Maaaan, life is hard. It's so unpredictable.
Just when you think you have it figured out, you're thrown a curve ball and whiff. Badly.
In baseball, you get more at bats. You start seeing more curve balls and you get better at hitting them.
Life isn't that much different. What if I told you it's not that unpredictable. It only looks unpredictable.
Many of life's problems already have solutions. What worked three hundred years ago, often still works today. The tools might be slightly different and the situations might be slightly different, but they're pretty much the same. The ball might curve a little differently but, fundamentally, a curve is a curve.

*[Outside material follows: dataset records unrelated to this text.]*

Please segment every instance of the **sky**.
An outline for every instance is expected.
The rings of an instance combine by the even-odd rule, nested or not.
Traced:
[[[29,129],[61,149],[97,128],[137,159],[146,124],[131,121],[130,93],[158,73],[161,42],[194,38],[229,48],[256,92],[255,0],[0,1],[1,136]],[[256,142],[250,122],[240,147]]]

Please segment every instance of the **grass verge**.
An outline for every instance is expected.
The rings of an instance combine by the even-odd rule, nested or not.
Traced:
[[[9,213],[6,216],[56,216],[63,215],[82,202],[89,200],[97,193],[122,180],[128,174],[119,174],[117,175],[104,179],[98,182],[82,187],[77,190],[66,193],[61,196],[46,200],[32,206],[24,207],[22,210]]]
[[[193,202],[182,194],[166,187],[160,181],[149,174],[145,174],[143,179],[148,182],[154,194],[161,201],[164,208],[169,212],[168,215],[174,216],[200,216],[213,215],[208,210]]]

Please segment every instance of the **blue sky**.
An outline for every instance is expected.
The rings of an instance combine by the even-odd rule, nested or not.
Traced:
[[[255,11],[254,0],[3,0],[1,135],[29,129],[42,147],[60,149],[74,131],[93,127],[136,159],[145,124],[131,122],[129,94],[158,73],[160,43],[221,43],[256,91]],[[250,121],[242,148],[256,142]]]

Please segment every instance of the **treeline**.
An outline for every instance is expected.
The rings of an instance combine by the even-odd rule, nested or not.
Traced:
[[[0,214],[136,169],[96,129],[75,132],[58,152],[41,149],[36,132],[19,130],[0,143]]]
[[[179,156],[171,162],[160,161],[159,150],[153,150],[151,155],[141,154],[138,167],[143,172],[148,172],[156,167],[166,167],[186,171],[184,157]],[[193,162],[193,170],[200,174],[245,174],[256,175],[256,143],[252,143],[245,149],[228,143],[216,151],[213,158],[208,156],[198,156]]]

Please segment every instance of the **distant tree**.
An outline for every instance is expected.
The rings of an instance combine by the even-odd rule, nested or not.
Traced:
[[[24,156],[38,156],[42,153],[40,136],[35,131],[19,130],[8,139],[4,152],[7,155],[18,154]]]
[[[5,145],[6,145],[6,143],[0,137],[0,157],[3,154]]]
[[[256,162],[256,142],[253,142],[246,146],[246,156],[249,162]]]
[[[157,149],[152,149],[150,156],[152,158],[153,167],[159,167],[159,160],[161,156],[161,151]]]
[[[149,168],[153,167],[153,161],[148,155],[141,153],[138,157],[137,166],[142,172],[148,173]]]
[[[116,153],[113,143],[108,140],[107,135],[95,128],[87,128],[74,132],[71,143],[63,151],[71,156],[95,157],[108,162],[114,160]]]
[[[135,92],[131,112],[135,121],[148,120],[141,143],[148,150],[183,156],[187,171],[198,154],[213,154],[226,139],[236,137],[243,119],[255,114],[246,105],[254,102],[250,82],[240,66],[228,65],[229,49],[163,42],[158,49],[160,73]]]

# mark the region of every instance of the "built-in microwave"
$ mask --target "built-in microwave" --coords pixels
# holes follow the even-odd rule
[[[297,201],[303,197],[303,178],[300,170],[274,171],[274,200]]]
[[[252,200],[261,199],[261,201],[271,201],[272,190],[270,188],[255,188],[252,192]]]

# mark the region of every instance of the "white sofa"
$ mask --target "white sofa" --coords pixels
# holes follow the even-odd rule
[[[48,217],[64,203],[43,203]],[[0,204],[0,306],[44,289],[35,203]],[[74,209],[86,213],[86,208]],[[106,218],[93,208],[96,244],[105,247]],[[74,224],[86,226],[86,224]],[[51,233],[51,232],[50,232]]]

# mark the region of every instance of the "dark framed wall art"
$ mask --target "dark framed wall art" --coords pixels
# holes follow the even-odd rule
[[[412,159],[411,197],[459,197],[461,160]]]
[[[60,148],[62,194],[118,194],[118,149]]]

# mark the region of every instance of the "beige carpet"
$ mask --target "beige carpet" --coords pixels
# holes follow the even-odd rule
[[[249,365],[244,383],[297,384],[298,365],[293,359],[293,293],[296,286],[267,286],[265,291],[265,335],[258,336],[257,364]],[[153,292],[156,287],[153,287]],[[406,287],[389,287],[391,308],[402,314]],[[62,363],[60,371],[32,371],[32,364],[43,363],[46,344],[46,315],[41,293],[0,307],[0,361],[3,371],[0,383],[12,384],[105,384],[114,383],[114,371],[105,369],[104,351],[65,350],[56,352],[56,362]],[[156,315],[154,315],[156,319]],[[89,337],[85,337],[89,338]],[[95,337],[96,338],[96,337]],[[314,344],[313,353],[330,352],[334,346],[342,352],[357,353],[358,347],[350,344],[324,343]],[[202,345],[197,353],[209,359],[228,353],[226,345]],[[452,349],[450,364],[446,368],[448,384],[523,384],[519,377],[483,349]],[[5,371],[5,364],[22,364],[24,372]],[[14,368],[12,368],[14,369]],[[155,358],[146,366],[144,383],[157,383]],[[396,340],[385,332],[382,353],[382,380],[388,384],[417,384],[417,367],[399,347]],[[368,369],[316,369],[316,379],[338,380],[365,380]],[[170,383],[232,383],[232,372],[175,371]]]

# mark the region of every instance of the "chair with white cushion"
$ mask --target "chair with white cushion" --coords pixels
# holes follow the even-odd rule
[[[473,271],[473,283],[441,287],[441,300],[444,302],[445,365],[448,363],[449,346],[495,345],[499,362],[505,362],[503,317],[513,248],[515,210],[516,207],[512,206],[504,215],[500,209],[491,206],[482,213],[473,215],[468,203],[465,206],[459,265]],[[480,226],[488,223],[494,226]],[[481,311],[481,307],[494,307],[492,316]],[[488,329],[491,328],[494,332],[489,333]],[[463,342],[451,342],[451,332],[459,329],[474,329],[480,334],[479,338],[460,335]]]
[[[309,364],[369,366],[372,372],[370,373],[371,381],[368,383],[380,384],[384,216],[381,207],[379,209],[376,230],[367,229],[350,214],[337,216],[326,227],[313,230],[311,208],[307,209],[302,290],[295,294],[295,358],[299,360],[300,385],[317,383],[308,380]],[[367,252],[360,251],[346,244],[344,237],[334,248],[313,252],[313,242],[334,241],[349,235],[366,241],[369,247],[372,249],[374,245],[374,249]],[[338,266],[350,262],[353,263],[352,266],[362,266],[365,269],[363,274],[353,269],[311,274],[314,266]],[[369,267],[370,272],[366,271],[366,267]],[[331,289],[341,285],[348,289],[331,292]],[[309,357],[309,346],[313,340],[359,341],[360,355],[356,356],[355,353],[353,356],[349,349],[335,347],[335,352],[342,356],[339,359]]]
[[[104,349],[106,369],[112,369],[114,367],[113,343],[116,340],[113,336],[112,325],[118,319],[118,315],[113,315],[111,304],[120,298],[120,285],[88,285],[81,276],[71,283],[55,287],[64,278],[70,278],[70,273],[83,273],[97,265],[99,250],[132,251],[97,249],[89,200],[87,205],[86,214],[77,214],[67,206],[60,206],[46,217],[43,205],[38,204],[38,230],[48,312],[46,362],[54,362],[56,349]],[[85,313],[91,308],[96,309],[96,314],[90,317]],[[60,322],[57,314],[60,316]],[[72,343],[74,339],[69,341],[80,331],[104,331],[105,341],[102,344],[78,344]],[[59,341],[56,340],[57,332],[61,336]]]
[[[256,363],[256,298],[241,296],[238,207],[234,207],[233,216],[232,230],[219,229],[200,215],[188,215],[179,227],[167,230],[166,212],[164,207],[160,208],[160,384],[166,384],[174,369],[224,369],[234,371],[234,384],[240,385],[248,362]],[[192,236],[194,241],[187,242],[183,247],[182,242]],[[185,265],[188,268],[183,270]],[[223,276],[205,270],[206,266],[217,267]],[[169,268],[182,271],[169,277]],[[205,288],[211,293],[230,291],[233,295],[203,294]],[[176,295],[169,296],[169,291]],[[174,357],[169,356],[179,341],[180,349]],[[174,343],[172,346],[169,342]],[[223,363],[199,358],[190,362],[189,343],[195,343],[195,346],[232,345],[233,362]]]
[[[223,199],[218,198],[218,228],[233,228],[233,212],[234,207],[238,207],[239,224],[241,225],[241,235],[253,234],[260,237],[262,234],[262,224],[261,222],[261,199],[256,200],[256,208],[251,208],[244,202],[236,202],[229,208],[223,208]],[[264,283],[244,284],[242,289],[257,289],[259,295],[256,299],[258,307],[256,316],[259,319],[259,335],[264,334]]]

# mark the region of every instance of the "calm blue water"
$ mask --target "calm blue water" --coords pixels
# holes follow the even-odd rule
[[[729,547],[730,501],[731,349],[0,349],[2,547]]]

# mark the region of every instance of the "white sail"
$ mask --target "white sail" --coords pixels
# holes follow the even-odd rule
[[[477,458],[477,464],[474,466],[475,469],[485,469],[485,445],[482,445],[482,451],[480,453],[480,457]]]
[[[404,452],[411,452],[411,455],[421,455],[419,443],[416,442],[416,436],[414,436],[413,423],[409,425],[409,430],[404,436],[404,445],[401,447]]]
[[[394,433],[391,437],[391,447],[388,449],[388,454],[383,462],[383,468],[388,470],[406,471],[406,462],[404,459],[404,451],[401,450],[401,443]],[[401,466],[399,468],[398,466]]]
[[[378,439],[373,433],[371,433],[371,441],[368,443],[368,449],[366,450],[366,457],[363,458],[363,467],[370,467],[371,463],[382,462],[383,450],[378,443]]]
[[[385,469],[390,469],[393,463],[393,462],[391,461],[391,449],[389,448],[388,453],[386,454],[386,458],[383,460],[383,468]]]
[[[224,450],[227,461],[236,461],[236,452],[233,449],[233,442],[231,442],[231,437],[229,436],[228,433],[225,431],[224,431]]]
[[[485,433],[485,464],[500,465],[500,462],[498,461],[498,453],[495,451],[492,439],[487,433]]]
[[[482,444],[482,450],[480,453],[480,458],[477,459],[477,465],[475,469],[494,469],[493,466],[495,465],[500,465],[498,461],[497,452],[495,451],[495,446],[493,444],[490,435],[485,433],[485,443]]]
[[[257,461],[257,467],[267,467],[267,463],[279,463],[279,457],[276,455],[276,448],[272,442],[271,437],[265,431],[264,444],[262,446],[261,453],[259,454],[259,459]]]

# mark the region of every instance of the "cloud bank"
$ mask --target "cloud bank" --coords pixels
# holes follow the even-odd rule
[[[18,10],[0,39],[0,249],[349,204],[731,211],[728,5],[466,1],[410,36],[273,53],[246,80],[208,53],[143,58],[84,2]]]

That's why you see all those “things I should've done in my 20s” or “why millennials are…” articles. One of the tricky things about writing for an audience greater than one is that you are often pushed to make generalizations. We see it all the time in mainstream media. (oh and those “Generation whatever is the reason we're all in some kind of mess — just throw those in the trash)
Despite the passing years, many of our challenges remain the same. How do I get a job? How do I find a mate or get my family off my back about not wanting a mate? How will I get a raise? How will I retire? How will I start a family or get my own family off my back about not wanting to start a family?
As individuals, it's more effective to think in life cycles and milestones, not in ages or generational cohorts (GenX, Millenials, GenY, blah blah).
There are a handful of milestones that most people will experience – marriage, divorce, starting a family, first job, getting fired, second job, retirement, death, etc.
Not everyone will experience every life event but at each major milestone, you and your thinking will shift a little. You need to draw more knowledge from someone who has navigated the event already, less from someone who happens to be closer in age. That's how you overcome those challenges successfully.
If you want to successfully navigate all of life's milestones, the answer isn't in asking people your own age or reading articles for people your own age.
On average, a 30 year old woman who is expecting a child will have more to learn from a 45 year old woman with kids than another 30 year old who isn't expecting or have kids. It could be on big issues, like “how do you balance kids versus career?,” or small ones, like “what do for childcare during teacher in-service days?”
The 15 year age difference is less significant than the milestone of having and raising children.
The different “generations,” which are themselves artificially created anyway, are even less important. The 30 year old will face the same issues the 40 year old may have faced and will draw inspiration and knowledge from her.
When you have a problem, do you look to someone in your generation?
Or to someone who has faced those issues before?
If you're wise, the latter. 🙂
Remember, all this has happened before, and all of it will happen again.